It seems like everyone has their own Blair Witch Project story, from claims that the film didn't frighten them at all, to those who thought it was actually a documentary, to those (like me) who thought it was just OK, then couldn't get its imagery out of their heads for days. The 1999 film was a landmark for two reasons: First, it arguably spawned the entire "found film" genre that's begat Cloverfield, the Paranormal Activity series, and scores of lesser vehicles. Second, it did a remarkable job of spinning menace out of the mundane — some sticks bound together, the light playing on dense leaves, or a man standing with his back to us were all imbued, somehow, with horror, even as nothing "supernatural" appeared onscreen.

Those landmark qualities made it a hard act to franchise, with a single rushed sequel that was met with wide derision. And in the intervening 17 years (jesus christ), the tropes of found footage have gone from TBWP's freshness to constructs nearly as familiar as a cop on his last investigation before his retirement, the promiscuous teens partying by a remote lake, or the girl who is so good at her job but so freakin' bad at love.

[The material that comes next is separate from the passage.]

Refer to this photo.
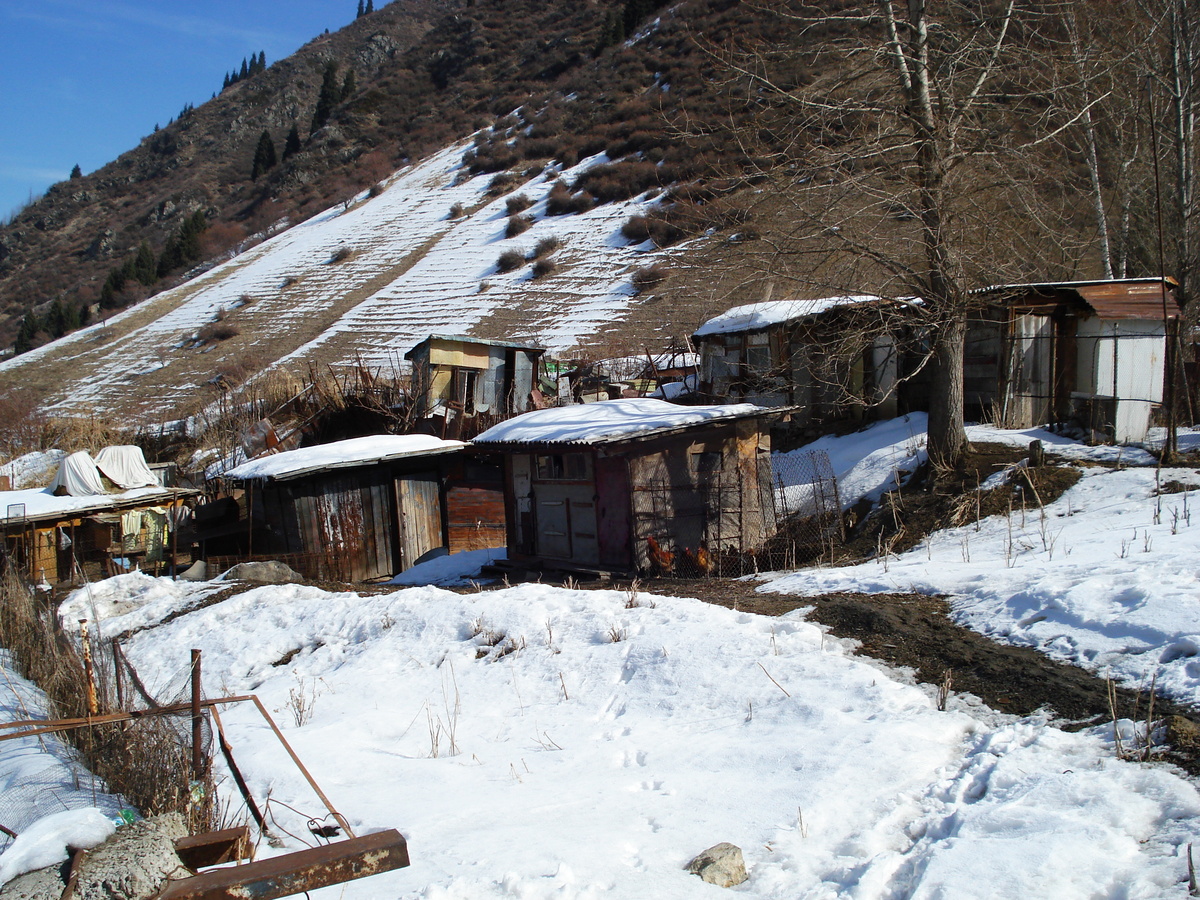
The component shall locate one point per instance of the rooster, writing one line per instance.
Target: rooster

In fact, there's even a series of anthology films called V/H/S that mock the conventions of the genre... a series, in fact, that contained segments by Blair Witch director Adam Wingard, who in addition to his found footage dabbling helmed two of my favorite scary, genre-challenging movies: Homage to the 80s unstoppable killer The Guest, and a brilliant upending of the home invasion genre, You're Next. If I were in charge, that's exactly who I'd put at the helm of a TBWP sequel, so my hopes were high... until the film began, and I realized we were looking at nothing special at all.

Blair Witch is credibly linked to the first film, presenting us with James (James Allen McCune), the adult paramedic who lost his sister Heather at age four, during the events of TBWP. After seeing some blurry footage of a woman inside a mysterious house said to be found in the woods where Heather was lost, James enlists three friends, including the ubiquitous documentary film student (in this case, a woman named Lisa, played by Callie Hernandez) to head back into the woods to see where the tape was left and to, he hopes, figure out what happened to his sister.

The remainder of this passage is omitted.